In reality, the choice for Hadoop deployment architecture is not a black and white scale-up versus scale-out choice. Instead, it is a spectrum that encompasses cloud service providers that prepackage Hadoop clusters, SaaS providers that package Big Data applications, systems integrators, or outsourcers that set up and maintain scale-out clusters, or appliances that provide the optimized engineered scale-up alternative. There is not going to be any single answer or architecture that will apply to all organizations.

EMC’s move bolsters momentum for core Apache Hadoop stack

At first glance, it appeared that EMC announced a reversal of strategy. When it introduced its first commercial Hadoop offerings, it appeared that the MapR edition was going to be EMC’s primary focus as it was more developed as a packaged product. Reflecting that, it was branded Greenplum HD Enterprise Edition, while the open source alternative was branded Community Edition.

EMC has rebranded and clarified its targeting. The former community edition is now Greenplum HD, and is intended as EMC’s mainstream offering. It is the one that has received the Isilon support.
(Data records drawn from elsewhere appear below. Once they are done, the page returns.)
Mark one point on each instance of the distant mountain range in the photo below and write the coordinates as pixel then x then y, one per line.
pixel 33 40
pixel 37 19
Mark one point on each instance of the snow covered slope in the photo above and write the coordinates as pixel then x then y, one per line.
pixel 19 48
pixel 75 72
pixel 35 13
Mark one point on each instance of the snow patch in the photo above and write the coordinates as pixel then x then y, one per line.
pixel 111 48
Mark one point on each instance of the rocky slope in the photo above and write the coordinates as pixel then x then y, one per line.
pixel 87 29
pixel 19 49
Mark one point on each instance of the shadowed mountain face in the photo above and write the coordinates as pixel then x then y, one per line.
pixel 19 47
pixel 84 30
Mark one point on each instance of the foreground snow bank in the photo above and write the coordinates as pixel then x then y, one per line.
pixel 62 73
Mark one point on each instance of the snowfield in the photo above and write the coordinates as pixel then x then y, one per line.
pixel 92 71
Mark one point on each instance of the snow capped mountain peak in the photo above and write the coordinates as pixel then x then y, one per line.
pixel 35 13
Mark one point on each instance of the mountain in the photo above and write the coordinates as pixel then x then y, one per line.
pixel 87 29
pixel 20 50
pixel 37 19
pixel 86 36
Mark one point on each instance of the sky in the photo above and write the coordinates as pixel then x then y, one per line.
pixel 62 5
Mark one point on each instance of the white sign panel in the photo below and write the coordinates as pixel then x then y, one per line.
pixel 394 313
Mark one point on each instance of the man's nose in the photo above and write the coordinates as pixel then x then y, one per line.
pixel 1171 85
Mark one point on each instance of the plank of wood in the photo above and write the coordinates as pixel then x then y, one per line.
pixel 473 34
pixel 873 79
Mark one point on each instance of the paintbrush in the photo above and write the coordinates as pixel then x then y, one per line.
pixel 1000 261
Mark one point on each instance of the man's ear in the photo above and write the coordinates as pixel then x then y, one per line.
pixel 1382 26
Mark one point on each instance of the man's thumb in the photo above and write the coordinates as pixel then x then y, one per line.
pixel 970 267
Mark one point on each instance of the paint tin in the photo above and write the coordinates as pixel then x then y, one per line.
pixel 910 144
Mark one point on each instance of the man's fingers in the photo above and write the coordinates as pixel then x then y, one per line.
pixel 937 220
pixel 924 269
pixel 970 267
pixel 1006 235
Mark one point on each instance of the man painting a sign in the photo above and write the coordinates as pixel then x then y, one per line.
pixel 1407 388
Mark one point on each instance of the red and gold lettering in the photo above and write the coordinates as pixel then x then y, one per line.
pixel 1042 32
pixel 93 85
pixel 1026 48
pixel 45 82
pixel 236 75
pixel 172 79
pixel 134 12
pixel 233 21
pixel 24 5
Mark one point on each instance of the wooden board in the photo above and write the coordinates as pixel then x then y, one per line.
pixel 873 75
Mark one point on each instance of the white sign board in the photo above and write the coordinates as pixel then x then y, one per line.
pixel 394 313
By contrast, the former Greenplum HD Enterprise Edition is rechristened Greenplum MR, and is targeted at more advanced customers. With Oracle’s recent OEMing of Cloudera’s Apache open source Hadoop distribution as part of the Oracle Big Data Appliance, the trend becomes unmistakable. The Apache Hadoop stack with HDFS is becoming the de facto standard stack, with forks (such as MapR or IBM’s GPFS file systems) becoming the outliers. Other forks will still occur, but they will not be at the basic file system level.

This has major implications for growing a third-party ecosystem, which now has a recognizable common target to write against.